Opérationnels dès la fin de leur cursus, les étudiants en école de commerce peuvent ainsi choisir d'entrer sur le marché du travail, et ce quel que soit leur niveau.

En trois, quatre ou cinq ans après le bac, les étudiants des écoles de commerce sont formés pour une entrée rapide sur le marché du travail, grâce à des enseignements pratiques et théoriques, notamment tournés vers l'international.

Bac +3 : de nombreuses possibilités de sortie

Le bachelor fait office de leader en matière de diplôme à dimension internationale. Le principe du cursus repose sur une véritable mobilité : il offre la possibilité d'effectuer des stages dans une entreprise implantée à l'étranger ou de passer une année d'étude sur un campus partenaire international.

De même, il met l'accent sur l'apprentissage des langues, notamment l'anglais. Par ailleurs, il s'agit d'un cursus extrêmement professionnalisant, que ce soit grâce aux périodes passées au sein de sociétés diverses ou à l'intervention continue de professionnels.

Le diplômé d'un bachelor proposé en école de commerce, peut donc, à niveau bac +3, saisir l'opportunité de se lancer sur le marché de l'emploi. Il est en effet totalement opérationnel, ce qu'apprécient d'autant plus les entreprises qui recrutent volontiers ce type de profils, notamment pour des postes de middle management (attaché commercial, chargé de clientèle, consultant en recrutement, chargé de communication, assistant chef de produit...), dans des secteurs très variés.

Toutefois, une majorité des étudiants préparant un bachelor, opte, à l'issue des trois ans d'études, de poursuivre avec une à deux années supplémentaires au sein de leur école de commerce ou d'un autre établissement.

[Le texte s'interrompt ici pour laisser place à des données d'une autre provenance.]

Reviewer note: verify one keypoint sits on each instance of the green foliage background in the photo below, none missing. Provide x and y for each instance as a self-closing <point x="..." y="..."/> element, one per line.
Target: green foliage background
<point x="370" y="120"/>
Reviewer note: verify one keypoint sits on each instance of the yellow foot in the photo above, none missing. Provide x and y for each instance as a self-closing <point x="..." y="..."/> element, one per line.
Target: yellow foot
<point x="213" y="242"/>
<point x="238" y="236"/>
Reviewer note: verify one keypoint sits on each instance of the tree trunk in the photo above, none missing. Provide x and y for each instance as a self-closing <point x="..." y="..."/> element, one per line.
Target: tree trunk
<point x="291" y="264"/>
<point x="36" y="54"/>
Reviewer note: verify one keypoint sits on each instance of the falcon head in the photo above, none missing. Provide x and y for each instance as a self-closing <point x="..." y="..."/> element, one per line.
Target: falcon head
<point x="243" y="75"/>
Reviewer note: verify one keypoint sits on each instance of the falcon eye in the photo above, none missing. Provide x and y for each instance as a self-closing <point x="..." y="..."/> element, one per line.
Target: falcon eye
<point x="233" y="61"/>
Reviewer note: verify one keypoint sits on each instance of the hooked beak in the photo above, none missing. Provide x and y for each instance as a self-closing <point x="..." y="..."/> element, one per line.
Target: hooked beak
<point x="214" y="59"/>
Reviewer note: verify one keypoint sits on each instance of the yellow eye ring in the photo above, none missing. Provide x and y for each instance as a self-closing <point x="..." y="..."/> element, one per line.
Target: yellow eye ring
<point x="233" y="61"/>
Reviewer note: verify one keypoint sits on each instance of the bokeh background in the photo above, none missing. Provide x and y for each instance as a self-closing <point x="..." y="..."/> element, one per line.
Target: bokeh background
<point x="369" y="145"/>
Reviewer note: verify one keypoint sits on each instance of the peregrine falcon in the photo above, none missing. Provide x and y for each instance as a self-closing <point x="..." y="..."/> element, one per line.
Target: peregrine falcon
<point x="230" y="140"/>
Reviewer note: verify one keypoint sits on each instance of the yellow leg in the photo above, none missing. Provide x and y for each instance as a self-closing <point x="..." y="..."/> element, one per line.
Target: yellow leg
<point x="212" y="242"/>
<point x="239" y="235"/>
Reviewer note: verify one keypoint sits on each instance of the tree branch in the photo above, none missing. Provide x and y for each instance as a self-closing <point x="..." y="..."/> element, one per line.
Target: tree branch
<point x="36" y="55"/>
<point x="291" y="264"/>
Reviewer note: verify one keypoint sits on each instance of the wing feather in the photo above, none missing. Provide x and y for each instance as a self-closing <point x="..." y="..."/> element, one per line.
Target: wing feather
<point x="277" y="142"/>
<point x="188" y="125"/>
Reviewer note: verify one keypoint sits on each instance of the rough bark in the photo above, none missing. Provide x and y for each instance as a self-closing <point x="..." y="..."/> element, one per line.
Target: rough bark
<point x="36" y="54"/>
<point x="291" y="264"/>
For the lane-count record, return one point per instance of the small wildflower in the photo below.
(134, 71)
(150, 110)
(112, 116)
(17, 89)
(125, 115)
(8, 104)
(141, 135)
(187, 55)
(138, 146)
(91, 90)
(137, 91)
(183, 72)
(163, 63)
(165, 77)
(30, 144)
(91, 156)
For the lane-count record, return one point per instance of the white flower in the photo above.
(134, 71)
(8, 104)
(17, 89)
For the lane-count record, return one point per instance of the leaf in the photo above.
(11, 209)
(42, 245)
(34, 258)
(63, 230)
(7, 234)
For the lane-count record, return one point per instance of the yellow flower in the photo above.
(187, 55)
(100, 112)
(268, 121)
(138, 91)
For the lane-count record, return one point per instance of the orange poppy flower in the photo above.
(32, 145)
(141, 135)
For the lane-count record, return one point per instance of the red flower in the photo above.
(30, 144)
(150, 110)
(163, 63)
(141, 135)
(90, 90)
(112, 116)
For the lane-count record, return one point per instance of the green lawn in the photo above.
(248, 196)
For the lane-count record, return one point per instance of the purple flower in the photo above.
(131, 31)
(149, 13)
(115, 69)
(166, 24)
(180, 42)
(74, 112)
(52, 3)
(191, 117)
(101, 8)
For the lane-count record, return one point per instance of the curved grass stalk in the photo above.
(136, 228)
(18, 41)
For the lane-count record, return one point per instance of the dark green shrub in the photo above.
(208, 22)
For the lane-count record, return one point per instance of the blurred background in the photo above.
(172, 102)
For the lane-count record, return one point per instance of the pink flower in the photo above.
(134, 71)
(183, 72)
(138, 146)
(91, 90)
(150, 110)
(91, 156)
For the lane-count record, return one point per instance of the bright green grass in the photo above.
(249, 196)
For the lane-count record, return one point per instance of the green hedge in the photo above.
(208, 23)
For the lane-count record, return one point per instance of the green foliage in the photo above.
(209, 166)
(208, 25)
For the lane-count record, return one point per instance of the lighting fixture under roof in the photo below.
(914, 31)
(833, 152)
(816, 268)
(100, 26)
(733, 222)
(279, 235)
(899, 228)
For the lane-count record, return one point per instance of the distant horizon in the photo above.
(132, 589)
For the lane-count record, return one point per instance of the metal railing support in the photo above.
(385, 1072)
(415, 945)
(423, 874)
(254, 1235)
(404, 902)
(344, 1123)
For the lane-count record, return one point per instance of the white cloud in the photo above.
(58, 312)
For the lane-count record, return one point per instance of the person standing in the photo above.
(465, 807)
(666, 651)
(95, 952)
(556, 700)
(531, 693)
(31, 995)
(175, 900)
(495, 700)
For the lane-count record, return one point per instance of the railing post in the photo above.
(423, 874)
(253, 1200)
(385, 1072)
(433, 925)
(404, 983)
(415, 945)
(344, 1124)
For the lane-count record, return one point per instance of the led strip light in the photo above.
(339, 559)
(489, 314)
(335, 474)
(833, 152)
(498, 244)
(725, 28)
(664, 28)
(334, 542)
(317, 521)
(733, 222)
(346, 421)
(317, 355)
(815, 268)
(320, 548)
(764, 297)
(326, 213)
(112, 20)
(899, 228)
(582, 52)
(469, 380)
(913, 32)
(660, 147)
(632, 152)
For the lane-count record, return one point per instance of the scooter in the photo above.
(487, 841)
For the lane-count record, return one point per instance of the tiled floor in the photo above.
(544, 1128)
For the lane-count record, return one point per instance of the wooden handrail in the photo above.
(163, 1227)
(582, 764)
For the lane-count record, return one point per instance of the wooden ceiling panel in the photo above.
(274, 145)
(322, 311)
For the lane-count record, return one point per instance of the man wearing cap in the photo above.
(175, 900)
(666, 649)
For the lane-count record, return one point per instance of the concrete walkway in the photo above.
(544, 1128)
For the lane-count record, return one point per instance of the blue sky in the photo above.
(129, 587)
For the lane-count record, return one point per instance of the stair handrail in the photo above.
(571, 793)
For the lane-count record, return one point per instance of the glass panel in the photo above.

Les diplômés bac +4 ont toutes leurs chances

Si le schéma LMD fixe les sorties de diplôme à bac +3, bac +5 et bac +8, certaines formations en quatre ans subsistent au sein de quelques écoles de commerce. L'équivalence reste rare au niveau international, mais les entreprises nationales, elles, ne s'y trompent pas.

Proposés dans un nombre restreint d'établissements, par ailleurs jouissant d'une bonne reconnaissance, ces programmes bac +4 s'organisent de la manière suivante : une année d'acquisition progressive des bases du management (marketing, commerce, droit, finance) suivie de deux années d'approfondissement (autour d'un secteur d'activité ou un enseignement). Enfin, la dernière année est consacrée à la spécialisation. Les étudiants peuvent ainsi finaliser leur projet de carrière et valider leurs acquis.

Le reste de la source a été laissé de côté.